Krishna shares an example to help us understand this better.

“If a person — a male or husband for example — has been conditioned through patriarchy, certain behaviour patterns, values or relationship rules might seem very normal to him.

“It can be chores like cooking or cleaning or distribution of responsibilities or dressing patterns, religious rituals, tone of speaking, etc…

“In patriarchy, the conditioning by culture is so strong that he will resort to any sort of behaviour because his belief is so strong. If you confront him, he might even respond by saying: What is the big deal about this behaviour/reaction?”

In such a situation, he might even convince his partner that he is right in whatever he is doing.

However, if a woman has been brought up differently, in a more favourable or equal society, she might find certain kind of male behaviour toxic.

Krishna further explains how toxic behaviour, caused by conditioning, can be incidental and temporary; it can also be misinterpreted, she says.

“If you see a child rolling on the floor, you know s/he is throwing a tantrum. Anyone would instantly call it toxic behaviour.

“But we also know that s/he is doing so to gain your attention. Now, whether this is an isolated incident or something that occurs quite frequently is what will define how toxic or harmful that behaviour is.”

Past traumas

Past traumas or stressful incidents of abuse or disrespect experienced as a child or as an adult can trigger unfavourable responses or behaviours both in men and women.

Rai says that, under such circumstances, it is important to seek the help of an expert to understand whether the behaviour you are facing from your partner, or inflicting on your partner, is toxic.

“It must be first confirmed by an expert before you take a decision to work on it.”

Habitual offenders

Incidents of lying, cheating, spying and stalking are common traits observed in men and women.

However, if an individual constantly resorts to dishonest means of communication, it is important to understand what might be influencing that behaviour.

According to Krishna, a lot of human behaviour has to do with the conditioning and experiences we’ve had as children.

“Why do people lie? It could be because s/he was maybe never rewarded for her/his honesty as a child. The person then grows up believing it’s not safe to be truthful so s/he begins to lie or hide things.”
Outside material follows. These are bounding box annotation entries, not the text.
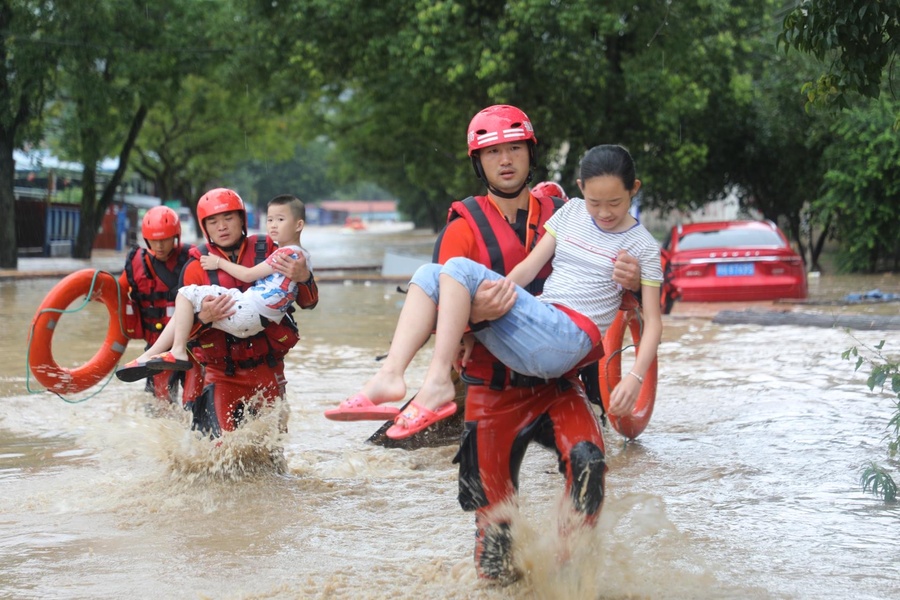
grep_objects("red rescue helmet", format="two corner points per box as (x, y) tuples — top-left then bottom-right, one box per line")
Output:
(466, 104), (537, 156)
(197, 188), (247, 243)
(141, 206), (181, 246)
(531, 181), (569, 202)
Women in India, according to Dr Sehgal, display a different level of toxicity.

“In their own minds, women get into a comparison mindset and justify that ‘I am doing this because I am entitled to this (love, care, respect)’. And not necessarily because the person has done something to deserve it.
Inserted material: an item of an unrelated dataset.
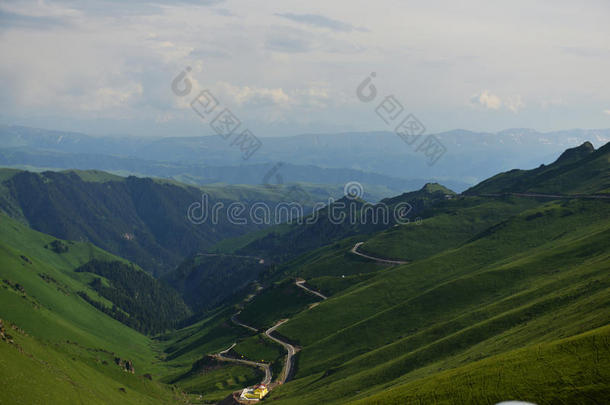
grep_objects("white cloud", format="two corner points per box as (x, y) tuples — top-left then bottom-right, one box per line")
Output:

“Or it could come from a sense of entitlement, the feeling that ‘I am entitled to everything — respect, love, care, no matter what others think or do’ is common, particularly among women.”

“For men, the reaction is of offence; for women it is usually justification,” notes Dr Sehgal.

Having worked with hundreds of individuals from different walks of life, he further explains how toxicity can be closely related to narcissism.

“Any person who is unable to understand and respect another person’s space may have narcissistic traits. For her/him, the boundaries of other people become dull or problematic.”

As per Dr Sehgal, one of the primary causes of this behaviour is a lack of adulting in men and women.

“What is adulting? It’s the transformation of a person from a sense of entitlement to a sense of responsibility,” he explains.

“When people don’t take responsibility for their own emotions or introspect about what they have done, they tend to believe the other person is responsible for what has happened. It’s always easy to blame someone else than look at your shortcomings.

“At some stage, this feeling starts eating you. It affects the self first, then it affects the other person. When it is not addressed on time, there is a big conflict.”

The other influencing factor, Dr Sehgal says, is a general lack of empathy.

With the right intervention, all of these factors and behaviour can be corrected. Nothing is impossible.